HTTP (KiboAgentApp / KiboAgentClient)

Use HTTP when you need a standard REST API for your agent. This is the most versatile option — it works with any frontend, supports streaming via SSE, WebSocket connections, task tracking, and integrates seamlessly with KiboStudio tracing.

Best for: Web applications, mobile backends, microservice architectures, any client that speaks HTTP.

Features:

  • POST /invocations — invoke the agent
  • GET /ping — health check (Healthy / Busy)
  • GET /tasks — list active tasks
  • DELETE /tasks/{id} — cancel a task
  • WS /ws — WebSocket endpoint
  • SSE streaming support
  • API key authentication
  • Automatic KiboStudio trace reporting

MCP (KiboAgentMcp / KiboMcpClient)

Use MCP when your agent exposes tools that other agents or IDEs can discover and call. The Model Context Protocol is the standard for tool-based interactions — think of it as a plugin system for LLMs.

Best for: IDE integrations (Cursor, VS Code), tool-based agents, agents that expose capabilities as callable functions.

Features:

  • Tool registration via @app.tool() decorator
  • Resource and prompt registration
  • SSE and stdio transports
  • Compatible with MCP Inspector and all MCP clients
  • API key authentication

A2A (KiboAgentA2A / KiboA2AClient)

Use A2A when agents need to discover and communicate with each other using Google's Agent-to-Agent protocol. Each agent publishes an Agent Card at /.well-known/agent.json describing its skills.

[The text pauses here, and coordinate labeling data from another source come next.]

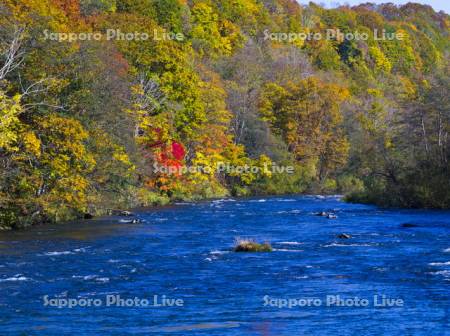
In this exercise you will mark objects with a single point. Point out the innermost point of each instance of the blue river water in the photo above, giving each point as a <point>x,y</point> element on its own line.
<point>175,273</point>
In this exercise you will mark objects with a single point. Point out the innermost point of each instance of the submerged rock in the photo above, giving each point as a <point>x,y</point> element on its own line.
<point>251,246</point>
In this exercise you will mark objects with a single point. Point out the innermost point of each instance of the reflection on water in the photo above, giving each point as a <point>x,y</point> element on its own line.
<point>185,252</point>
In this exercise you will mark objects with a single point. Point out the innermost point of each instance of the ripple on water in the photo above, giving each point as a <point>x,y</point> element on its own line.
<point>17,277</point>
<point>446,263</point>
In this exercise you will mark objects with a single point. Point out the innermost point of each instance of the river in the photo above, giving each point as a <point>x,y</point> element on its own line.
<point>174,273</point>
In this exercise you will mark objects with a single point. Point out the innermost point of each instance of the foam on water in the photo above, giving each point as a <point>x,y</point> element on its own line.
<point>447,263</point>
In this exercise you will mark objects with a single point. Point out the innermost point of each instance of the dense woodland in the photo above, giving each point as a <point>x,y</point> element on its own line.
<point>83,123</point>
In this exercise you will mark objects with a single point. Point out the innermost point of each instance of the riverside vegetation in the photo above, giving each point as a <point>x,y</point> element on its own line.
<point>83,122</point>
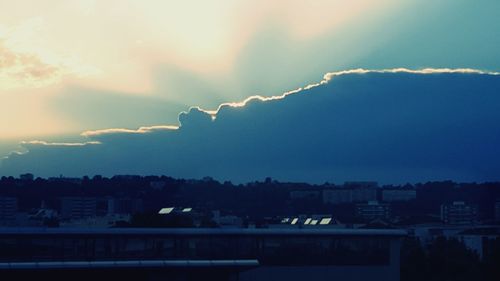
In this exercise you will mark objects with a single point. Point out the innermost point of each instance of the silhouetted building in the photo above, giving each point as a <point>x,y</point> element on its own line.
<point>391,195</point>
<point>26,177</point>
<point>78,207</point>
<point>497,211</point>
<point>349,195</point>
<point>8,208</point>
<point>124,206</point>
<point>201,254</point>
<point>458,213</point>
<point>373,210</point>
<point>305,194</point>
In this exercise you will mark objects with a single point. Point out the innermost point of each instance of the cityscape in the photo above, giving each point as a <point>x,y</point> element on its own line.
<point>429,219</point>
<point>250,140</point>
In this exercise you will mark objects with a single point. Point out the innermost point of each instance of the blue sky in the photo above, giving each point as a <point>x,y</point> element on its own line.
<point>72,66</point>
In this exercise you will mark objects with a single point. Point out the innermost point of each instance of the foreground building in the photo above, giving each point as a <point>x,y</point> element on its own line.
<point>200,254</point>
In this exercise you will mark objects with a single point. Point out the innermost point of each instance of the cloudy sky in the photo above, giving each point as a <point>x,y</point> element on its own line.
<point>74,66</point>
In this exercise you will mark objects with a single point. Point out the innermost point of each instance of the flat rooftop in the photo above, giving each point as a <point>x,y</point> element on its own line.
<point>4,231</point>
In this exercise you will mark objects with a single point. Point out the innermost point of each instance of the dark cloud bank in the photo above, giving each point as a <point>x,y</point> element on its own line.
<point>390,126</point>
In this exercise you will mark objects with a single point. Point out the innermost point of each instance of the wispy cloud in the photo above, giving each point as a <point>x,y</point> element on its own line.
<point>24,69</point>
<point>391,125</point>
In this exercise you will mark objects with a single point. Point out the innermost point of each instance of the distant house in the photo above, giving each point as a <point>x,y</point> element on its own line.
<point>458,213</point>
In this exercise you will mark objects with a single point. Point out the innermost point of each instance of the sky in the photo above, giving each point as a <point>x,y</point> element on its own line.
<point>72,66</point>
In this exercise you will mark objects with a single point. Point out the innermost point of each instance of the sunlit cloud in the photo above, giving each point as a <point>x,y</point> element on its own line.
<point>141,130</point>
<point>45,143</point>
<point>23,64</point>
<point>390,125</point>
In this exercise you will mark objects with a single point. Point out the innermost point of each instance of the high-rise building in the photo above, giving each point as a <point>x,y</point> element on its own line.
<point>458,213</point>
<point>373,210</point>
<point>78,207</point>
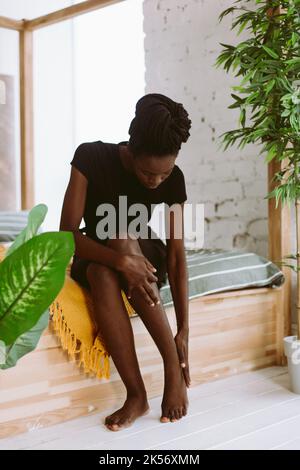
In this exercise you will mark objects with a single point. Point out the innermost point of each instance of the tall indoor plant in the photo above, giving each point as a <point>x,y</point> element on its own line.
<point>268,99</point>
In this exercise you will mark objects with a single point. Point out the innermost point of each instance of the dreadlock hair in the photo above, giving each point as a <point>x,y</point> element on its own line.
<point>159,127</point>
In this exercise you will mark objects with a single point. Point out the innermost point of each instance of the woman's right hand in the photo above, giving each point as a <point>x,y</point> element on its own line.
<point>139,273</point>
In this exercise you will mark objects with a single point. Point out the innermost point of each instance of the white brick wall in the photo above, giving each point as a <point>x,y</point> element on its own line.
<point>181,45</point>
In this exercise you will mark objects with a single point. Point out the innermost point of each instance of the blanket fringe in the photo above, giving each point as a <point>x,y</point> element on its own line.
<point>95,359</point>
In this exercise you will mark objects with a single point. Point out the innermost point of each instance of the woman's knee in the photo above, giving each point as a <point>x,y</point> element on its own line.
<point>125,245</point>
<point>99,273</point>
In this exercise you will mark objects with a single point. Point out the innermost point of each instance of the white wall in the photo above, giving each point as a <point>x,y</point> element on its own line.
<point>109,71</point>
<point>53,98</point>
<point>181,45</point>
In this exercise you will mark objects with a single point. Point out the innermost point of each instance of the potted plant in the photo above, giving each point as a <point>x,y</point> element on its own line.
<point>268,100</point>
<point>31,276</point>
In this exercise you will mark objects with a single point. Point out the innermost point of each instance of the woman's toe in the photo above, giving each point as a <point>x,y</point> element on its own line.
<point>164,419</point>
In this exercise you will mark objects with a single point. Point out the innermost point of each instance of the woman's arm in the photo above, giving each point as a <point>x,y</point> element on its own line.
<point>71,216</point>
<point>137,270</point>
<point>176,266</point>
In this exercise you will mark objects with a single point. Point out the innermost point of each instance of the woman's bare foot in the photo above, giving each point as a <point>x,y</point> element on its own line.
<point>133,408</point>
<point>175,401</point>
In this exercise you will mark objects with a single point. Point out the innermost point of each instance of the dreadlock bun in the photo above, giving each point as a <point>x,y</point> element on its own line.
<point>159,127</point>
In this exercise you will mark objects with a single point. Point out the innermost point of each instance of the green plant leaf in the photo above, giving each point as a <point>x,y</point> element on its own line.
<point>271,52</point>
<point>30,279</point>
<point>25,343</point>
<point>35,218</point>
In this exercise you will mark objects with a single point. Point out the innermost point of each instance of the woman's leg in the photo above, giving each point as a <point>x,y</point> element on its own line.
<point>175,401</point>
<point>113,321</point>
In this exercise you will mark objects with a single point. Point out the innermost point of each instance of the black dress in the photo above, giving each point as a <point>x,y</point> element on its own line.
<point>108,179</point>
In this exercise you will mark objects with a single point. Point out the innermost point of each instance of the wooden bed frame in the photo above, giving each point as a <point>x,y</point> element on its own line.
<point>230,332</point>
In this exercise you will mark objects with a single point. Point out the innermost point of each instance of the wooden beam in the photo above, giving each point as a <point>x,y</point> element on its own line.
<point>26,119</point>
<point>280,241</point>
<point>67,13</point>
<point>9,23</point>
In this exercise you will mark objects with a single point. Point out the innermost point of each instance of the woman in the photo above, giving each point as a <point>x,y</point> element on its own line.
<point>142,169</point>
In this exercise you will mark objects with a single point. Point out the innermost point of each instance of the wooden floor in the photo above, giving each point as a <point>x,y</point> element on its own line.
<point>254,410</point>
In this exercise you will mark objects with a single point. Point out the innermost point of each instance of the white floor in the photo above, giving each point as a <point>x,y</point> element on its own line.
<point>253,411</point>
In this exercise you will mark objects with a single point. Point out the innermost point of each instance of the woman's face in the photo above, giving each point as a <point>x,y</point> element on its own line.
<point>152,171</point>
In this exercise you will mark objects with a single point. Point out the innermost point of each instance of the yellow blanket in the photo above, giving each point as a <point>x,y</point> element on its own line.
<point>72,318</point>
<point>71,315</point>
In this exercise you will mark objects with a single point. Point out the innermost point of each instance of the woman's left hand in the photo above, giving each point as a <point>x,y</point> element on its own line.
<point>181,341</point>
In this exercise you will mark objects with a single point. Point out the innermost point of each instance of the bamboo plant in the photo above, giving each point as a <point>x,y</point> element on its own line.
<point>268,96</point>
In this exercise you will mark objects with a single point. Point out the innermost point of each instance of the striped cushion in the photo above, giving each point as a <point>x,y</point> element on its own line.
<point>213,271</point>
<point>11,224</point>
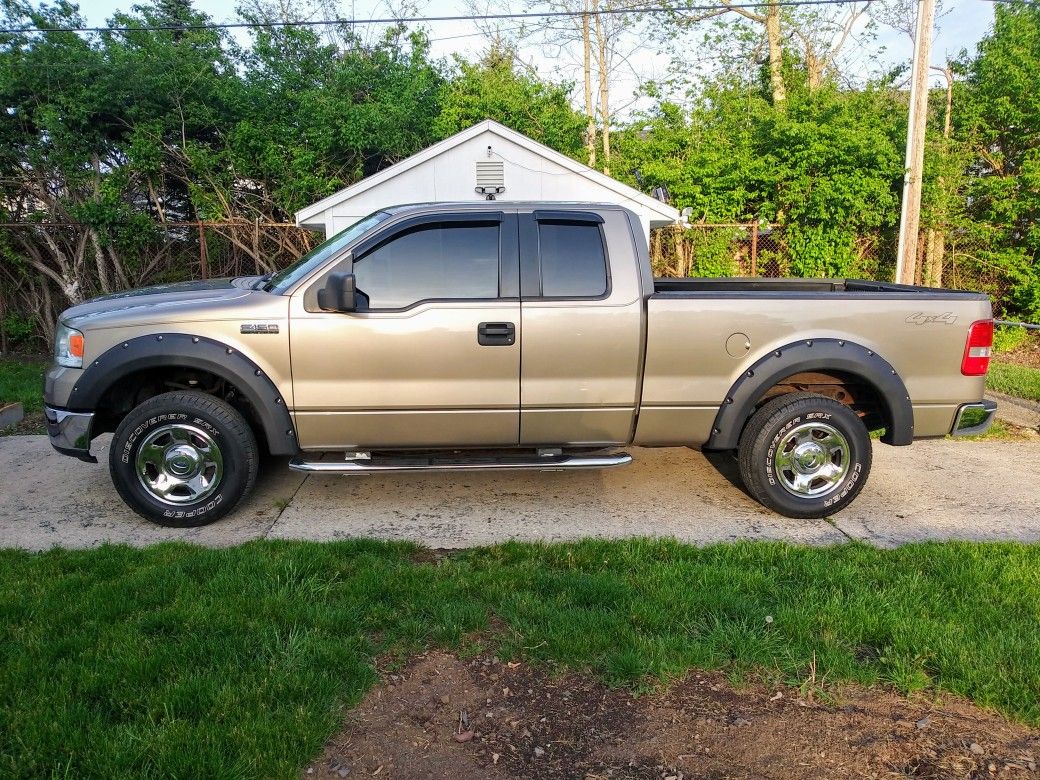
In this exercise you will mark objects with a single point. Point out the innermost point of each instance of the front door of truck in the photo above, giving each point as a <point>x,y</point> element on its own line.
<point>432,356</point>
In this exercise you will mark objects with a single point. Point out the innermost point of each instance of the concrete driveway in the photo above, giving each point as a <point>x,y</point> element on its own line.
<point>934,490</point>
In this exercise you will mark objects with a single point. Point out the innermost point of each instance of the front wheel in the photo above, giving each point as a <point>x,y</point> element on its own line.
<point>805,456</point>
<point>183,459</point>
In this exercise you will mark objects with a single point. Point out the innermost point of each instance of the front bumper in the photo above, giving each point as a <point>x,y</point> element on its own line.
<point>70,432</point>
<point>973,419</point>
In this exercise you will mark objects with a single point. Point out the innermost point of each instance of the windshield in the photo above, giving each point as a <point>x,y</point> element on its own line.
<point>316,257</point>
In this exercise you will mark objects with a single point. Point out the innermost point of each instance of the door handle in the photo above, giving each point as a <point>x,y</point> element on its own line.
<point>496,334</point>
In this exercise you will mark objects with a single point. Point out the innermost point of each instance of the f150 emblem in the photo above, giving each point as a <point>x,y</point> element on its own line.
<point>259,328</point>
<point>919,317</point>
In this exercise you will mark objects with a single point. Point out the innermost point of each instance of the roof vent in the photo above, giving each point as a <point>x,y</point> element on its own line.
<point>490,178</point>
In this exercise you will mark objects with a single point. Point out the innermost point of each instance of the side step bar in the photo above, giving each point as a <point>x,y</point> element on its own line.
<point>560,463</point>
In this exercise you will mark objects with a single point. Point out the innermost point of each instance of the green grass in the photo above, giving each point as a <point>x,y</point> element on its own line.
<point>1014,380</point>
<point>23,380</point>
<point>181,661</point>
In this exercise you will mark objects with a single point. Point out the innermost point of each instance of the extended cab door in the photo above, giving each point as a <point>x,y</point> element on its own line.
<point>432,357</point>
<point>581,356</point>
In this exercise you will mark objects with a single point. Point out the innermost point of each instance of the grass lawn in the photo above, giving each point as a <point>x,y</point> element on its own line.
<point>22,379</point>
<point>181,661</point>
<point>1014,380</point>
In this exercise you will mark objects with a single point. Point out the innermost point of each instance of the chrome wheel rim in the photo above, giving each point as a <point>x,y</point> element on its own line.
<point>812,460</point>
<point>179,464</point>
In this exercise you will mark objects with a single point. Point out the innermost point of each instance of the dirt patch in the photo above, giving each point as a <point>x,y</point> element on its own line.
<point>445,718</point>
<point>1027,355</point>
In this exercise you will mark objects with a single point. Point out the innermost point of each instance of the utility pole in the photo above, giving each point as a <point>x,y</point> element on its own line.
<point>906,261</point>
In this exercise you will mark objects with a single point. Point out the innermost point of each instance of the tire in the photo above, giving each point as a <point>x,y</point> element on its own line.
<point>805,456</point>
<point>183,459</point>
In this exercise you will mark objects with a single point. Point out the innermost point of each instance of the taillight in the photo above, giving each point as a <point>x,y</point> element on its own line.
<point>978,348</point>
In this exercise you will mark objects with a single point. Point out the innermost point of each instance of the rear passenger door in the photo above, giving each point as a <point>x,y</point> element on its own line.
<point>581,323</point>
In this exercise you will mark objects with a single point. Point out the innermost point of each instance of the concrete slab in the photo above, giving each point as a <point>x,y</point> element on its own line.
<point>48,499</point>
<point>949,489</point>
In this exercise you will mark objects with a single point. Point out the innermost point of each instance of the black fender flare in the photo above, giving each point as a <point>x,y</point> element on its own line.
<point>813,355</point>
<point>179,349</point>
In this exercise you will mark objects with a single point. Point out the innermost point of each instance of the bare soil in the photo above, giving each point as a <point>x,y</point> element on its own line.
<point>446,718</point>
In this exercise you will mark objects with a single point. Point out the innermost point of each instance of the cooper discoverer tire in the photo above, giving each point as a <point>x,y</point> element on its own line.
<point>183,459</point>
<point>805,456</point>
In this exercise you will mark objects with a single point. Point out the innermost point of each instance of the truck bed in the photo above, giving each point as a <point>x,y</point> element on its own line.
<point>684,286</point>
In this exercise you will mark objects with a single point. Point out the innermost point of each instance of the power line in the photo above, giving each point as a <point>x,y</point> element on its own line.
<point>414,20</point>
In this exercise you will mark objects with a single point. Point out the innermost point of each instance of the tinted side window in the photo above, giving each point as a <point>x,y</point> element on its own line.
<point>573,263</point>
<point>441,260</point>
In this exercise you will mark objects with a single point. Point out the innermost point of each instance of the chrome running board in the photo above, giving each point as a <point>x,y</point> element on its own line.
<point>421,464</point>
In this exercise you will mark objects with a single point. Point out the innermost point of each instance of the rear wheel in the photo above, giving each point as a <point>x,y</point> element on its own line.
<point>805,456</point>
<point>183,459</point>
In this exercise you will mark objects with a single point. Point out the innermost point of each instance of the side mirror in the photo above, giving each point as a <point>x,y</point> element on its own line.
<point>340,293</point>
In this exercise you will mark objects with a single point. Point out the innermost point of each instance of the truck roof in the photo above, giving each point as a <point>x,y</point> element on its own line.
<point>491,205</point>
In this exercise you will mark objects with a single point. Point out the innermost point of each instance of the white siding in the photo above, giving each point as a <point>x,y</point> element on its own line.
<point>451,176</point>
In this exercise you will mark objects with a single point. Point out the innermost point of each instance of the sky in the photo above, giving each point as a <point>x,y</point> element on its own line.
<point>959,25</point>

Best for: Multi-agent systems, agent marketplaces, cross-organization agent communication.

Features:

  • Agent Card auto-generation at /.well-known/agent.json
  • Skill-based routing
  • Task lifecycle management (create, cancel)
  • Bearer token and API key authentication
  • Compatible with any A2A client

Quick Start

HTTP Agent (Server + Client)

Server (agent_server_example.py):

from langchain_openai import ChatOpenAI
from langgraph.graph import START, MessagesState, StateGraph

from kiboup import KiboAgentApp, LLMUsage

app = KiboAgentApp(
    api_keys={
        "sk-frontend-abc": "web-app",
        "sk-agent-xyz": "recommender-agent",
    }
)

llm = ChatOpenAI(model="gpt-4o-mini")
graph_builder = StateGraph(MessagesState)

def chatbot(state: MessagesState):
    return {"messages": [llm.invoke(state["messages"])]}

graph_builder.add_node("chatbot", chatbot)
graph_builder.add_edge(START, "chatbot")
graph = graph_builder.compile()

def _extract_llm_usage(ai_message) -> LLMUsage:
    usage_meta = getattr(ai_message, "usage_metadata", None) or {}
    resp_meta = getattr(ai_message, "response_metadata", {})
    return LLMUsage(
        model=resp_meta.get("model_name"),
        provider="openai",
        input_tokens=usage_meta.get("input_tokens"),
        output_tokens=usage_meta.get("output_tokens"),
        total_tokens=usage_meta.get("total_tokens"),
    )

@app.entrypoint
async def invoke(payload, context):
    prompt = payload.get("prompt", "")
    result = await graph.ainvoke({"messages": [{"role": "user", "content": prompt}]})
    last_message = result["messages"][-1]

    usage = _extract_llm_usage(last_message)
    context._llm_usage = usage

    return {
        "response": last_message.content,
        "called_by": context.client_id,
        "llm_usage": usage.to_dict(),
    }

if __name__ == "__main__":
    app.run(host="0.0.0.0", port=8080, reload=True)

Client (agent_client_example.py):

import asyncio
from kiboup import KiboAgentClient

async def main():
    async with KiboAgentClient(
        base_url="http://127.0.0.1:8080",
        api_key="sk-frontend-abc",
    ) as client:
        health = await client.ping()
        print(f"Server health: {health}")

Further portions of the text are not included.